The RAPAD region is ready to take the next step in reinventing itself as one of the most resilient communities in Australia underpinned by renewable energy.
In February 2018 a determined cluster of seven central west local government areas shared a vision, which was endorsed by government and industry, for the region to generate Queensland’s electricity needs from renewable energy, in turn facilitating transformative economic and social benefit for the region, while becoming an energy super power of the low carbon world.
A confidential concept report “Realising the RAPAD Big Vision” has just been completed by Sharon Denny, Global Futuremakers, fleshing out what the region could look like and highlighting varied methods to realise the region’s vision.
“The RAPAD region has an opportunity to make itself resilient and self-sufficient on all fronts, through opportunities opened up by access to low cost power. Energy is an all empowering resource, and access to reliable, cost-effective energy re-establishes a community's independence. It all starts with energy,” said Ms Denny.
The report paints a multi layered vision that has the capacity to generate a self-reliant region resistant to the impacts of climate, with high liveability.
"The region could grow a broader variety of foods through sophisticated production systems, access, manufacture and recycle more water, attract and grow diverse industry, create jobs and provide more educational options. "
"To embark on attracting and developing large scale green energy in the region without robust consideration of how that power enhances the liveability of local communities, councils and industry, how it’s integrated with digital technology and varied options for its utilisation, would be the vision half realised,” she said.
“That’s why we’ve taken a circular economy approach, which is basically applying a systems overview, that ensures today’s profit isn’t a result of tomorrow’s expense,” she said. Longreach Regional Council Mayor Ed Warren is keen to push the renewable energy agenda forward.
"This project is not being undertaken because RAPAD has a green agenda it is being undertaken to assist our region overcome the problems of depopulation, lack of economic diversity and to create new job opportunities and attract investment,” he said.
"We recognise the region’s strategic natural advantages in low emissions energy sources which can potentially make us competitive as a location for energy intensive industries and begin to diversify the local economy away from the impacts of weather," said Mr Warren.
The Barcaldine Regional Council area has already welcomed renewable energy generators into the community but on a harvesting and output model.
“We see the arrival of solar farms as a first step, as a region we need to make sure the model evolves so it can attract and retain new industries and create ongoing sustainable jobs here in our communities,” said Barcaldine Regional Council CEO Steven Boxall.

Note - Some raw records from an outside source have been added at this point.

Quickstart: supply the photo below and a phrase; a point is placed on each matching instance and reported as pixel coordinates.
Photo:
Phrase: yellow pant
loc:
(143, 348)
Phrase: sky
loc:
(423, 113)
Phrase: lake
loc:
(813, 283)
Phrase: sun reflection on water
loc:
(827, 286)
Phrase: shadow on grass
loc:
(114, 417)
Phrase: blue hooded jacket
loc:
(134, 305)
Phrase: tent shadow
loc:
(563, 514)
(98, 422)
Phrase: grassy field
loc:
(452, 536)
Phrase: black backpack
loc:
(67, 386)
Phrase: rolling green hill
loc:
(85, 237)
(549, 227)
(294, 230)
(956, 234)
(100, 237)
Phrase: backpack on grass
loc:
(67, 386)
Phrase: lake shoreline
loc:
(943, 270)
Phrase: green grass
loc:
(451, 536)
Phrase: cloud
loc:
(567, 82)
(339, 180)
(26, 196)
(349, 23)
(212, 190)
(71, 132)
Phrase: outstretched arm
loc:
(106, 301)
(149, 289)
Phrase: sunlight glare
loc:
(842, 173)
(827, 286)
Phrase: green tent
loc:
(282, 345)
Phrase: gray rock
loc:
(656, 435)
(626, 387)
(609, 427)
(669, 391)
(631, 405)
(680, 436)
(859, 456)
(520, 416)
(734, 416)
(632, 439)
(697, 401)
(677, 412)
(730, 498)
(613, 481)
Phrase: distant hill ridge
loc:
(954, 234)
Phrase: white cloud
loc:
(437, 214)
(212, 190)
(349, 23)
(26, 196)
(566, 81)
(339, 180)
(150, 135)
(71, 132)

“If we can provide residents and businesses with very inexpensive power, money will be freed up to circulate through the economy and that will help, but if we can also attract new businesses with our clean low-cost power the impact on the local economy will sky rocket and our economy will be able to withstand the buffeting by markets and weather,” he said.
The report highlights industries like aquaculture, intensive horticulture, manufacturing that could be attracted to cheap clean energy.
The RAPAD board has accepted Ms Denny’s report and extends its appreciation to the Department of Environment and Science for funding the report which will now be used in future discussions with government, industry and private enterprise.
Councils have been asked to consider the concept report.